黄色や紺、白、赤などをベースにした布地に独特の模様が際立つ沖縄織物。戦時下で消滅の可能性があったが、米沢出身の織物研究家・田中俊雄(1914~1953)が復興に尽力し、現代につないだ。田中の研究は死後70年近くたっても、現地の研究者のバイブルだ。
田中は米沢市の機屋の長男として生まれた。米沢織を手掛け、従業員は約200人いた。しかし、経営よりも研究の道を選び東京へ。民芸運動に参加し、39(昭和14)年から本格的に沖縄織物の調査を始めた。
妻が共著を出版
沖縄織物に魅せられたのは、その種類の豊富さだった。「田中俊雄蒐集 沖縄織物裂地」によると、生地の素材だけでも苧麻(ちょま)やラミー、桐板、芭蕉、木綿、絹とあり、絣模様は花や鳥、とっくりなど800種にも及ぶ。美しいだけでなく、模様そのものが個々に意味を持ち、生活に結び付いている。妻玲子も田中の研究に協力、田中の死後に残した原稿をまとめて共著「沖縄織物の研究」を出版した。長男の太郎さん(73)=東京都中野区=は「残された資料を見ると、織物にのめり込んでいたのが分かる。母にとってもすべてで、連れ合い以上の存在だったと思う」と語る。
田中が実家に残した資料は、弟の駒蔵さんが2002年に沖縄県立博物館に寄贈した。調査で訪れた沖縄県立博物館・美術館主任学芸員の与那嶺一子さん(63)は「量が膨大で驚いた。空襲を受け破壊された沖縄に思いを馳せ、沖縄のために自分が見てきたものを伝えていきたいという強い思いを感じた」と振り返る。
特別企画展開催
翌年には特別企画展「沖縄織物のメッセージ 田中俊雄の研究」が同博物館で開かれた。駒蔵さんの長男で、現地に展示を見に行った英一さん(71・S44卒)=米沢市城西2丁目=は「資料については米沢市役所からも問い合わせがあったが、現地の沖縄に返して活用してもらうのが一番だと考えた。おじさんも喜んでいると思う」と話す。

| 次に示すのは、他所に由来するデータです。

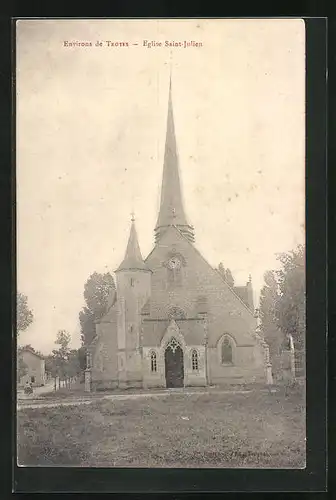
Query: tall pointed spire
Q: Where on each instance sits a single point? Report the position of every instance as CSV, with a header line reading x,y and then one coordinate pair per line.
x,y
171,206
133,259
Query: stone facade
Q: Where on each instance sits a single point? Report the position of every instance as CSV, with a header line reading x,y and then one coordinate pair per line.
x,y
174,320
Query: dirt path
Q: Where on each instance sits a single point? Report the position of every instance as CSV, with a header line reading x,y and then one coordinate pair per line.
x,y
118,397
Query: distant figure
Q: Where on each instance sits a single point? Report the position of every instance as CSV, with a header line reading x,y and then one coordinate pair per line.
x,y
28,388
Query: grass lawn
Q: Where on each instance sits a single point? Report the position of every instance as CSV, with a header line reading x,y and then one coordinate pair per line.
x,y
258,429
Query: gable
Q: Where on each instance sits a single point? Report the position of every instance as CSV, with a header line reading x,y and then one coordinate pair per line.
x,y
199,282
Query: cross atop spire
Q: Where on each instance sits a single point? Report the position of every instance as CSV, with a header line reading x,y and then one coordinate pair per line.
x,y
171,206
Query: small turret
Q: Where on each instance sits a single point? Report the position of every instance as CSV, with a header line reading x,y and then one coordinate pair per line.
x,y
133,290
250,293
133,259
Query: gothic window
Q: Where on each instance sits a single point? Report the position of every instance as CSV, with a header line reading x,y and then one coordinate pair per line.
x,y
194,360
173,344
153,362
176,313
226,351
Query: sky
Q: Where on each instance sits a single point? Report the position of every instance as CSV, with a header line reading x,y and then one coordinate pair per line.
x,y
91,123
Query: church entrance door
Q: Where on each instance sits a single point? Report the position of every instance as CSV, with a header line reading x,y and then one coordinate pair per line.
x,y
174,366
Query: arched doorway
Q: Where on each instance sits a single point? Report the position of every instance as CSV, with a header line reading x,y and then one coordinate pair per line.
x,y
174,364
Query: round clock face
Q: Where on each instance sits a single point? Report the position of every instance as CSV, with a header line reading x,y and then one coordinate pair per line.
x,y
174,263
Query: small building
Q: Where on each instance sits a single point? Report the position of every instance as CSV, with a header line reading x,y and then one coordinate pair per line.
x,y
174,321
35,367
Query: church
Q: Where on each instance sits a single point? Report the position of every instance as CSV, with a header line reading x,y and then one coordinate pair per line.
x,y
173,320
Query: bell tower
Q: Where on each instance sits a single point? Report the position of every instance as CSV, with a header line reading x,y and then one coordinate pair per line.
x,y
133,289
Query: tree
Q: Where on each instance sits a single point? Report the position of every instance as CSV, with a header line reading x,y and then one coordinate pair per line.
x,y
226,274
282,306
61,355
24,315
291,310
97,290
21,366
273,335
73,366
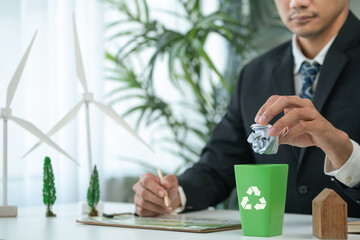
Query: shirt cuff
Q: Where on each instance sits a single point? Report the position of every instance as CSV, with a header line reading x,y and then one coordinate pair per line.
x,y
182,202
348,174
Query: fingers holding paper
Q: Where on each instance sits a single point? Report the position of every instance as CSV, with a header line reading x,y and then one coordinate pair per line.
x,y
150,193
302,125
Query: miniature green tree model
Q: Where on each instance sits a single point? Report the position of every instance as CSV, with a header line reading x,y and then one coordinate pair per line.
x,y
93,195
49,192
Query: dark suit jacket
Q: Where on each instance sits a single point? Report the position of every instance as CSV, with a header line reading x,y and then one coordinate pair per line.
x,y
337,98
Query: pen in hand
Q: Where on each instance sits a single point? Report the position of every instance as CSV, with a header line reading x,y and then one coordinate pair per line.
x,y
166,198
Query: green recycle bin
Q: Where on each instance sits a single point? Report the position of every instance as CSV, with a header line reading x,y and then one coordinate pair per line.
x,y
261,190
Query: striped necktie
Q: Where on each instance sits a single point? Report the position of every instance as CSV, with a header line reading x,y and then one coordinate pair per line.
x,y
308,74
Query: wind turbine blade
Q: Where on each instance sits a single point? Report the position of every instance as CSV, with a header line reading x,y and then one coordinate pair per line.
x,y
16,78
111,113
35,131
79,63
68,117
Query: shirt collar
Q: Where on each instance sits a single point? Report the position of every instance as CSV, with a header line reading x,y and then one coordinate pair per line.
x,y
299,57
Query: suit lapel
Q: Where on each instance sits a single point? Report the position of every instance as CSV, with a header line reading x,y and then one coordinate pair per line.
x,y
283,77
334,63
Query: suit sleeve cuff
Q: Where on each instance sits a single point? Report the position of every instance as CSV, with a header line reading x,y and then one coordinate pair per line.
x,y
182,202
348,174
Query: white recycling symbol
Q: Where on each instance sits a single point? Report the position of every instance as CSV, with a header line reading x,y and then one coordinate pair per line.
x,y
245,200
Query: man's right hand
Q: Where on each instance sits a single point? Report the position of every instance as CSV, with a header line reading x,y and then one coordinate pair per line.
x,y
150,193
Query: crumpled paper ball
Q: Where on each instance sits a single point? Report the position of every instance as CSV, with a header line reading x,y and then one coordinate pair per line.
x,y
261,141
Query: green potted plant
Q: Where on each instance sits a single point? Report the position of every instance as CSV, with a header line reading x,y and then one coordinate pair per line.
x,y
188,64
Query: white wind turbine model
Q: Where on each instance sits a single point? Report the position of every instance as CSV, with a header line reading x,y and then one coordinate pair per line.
x,y
5,114
87,98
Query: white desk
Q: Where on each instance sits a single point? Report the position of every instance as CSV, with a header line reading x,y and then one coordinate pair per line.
x,y
31,223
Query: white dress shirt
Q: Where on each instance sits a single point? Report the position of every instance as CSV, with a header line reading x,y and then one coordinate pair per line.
x,y
348,174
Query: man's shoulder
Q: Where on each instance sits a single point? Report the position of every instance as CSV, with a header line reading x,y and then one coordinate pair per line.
x,y
272,56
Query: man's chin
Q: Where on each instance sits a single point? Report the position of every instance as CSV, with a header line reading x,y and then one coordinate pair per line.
x,y
306,33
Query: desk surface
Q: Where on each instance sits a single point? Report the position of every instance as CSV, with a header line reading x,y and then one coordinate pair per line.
x,y
32,224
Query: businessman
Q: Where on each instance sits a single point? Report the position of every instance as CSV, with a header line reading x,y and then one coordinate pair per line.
x,y
309,90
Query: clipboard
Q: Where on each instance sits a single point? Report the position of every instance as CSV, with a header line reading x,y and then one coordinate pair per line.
x,y
180,223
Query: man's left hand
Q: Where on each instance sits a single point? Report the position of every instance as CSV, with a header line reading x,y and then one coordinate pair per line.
x,y
303,126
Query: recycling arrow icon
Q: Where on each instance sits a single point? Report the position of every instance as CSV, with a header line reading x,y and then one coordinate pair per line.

現在、経済産業省の伝統工芸品として認定されている織物38件のうち13件が、首里織や読谷山ミンサー(細い帯)、喜如嘉の芭蕉布といった沖縄織物。沖縄県立芸術大芸術文化研究所の久貝典子さん(64)は「田中さんが沖縄織物の魅力に気付かせてくれた。歴史や文化を踏まえて色合いや技術をまとめた点が素晴らしい。研究者の教科書」、与那嶺さんは「この研究がなければ、なくなったものもあったかもしれない」。2人から同じ言葉が聞かれた。「今も田中さんを超える研究者は出ていない」
田中は日本民芸協会の活動で、当時の標準語運動に伴った沖縄方言廃止奨励にも向き合った。織物などの工芸をはじめ、言葉や食の文化、生活習慣。地域文化が色濃く残っているからだ。田中のような優れた研究者が、今の地方にこそ求められている。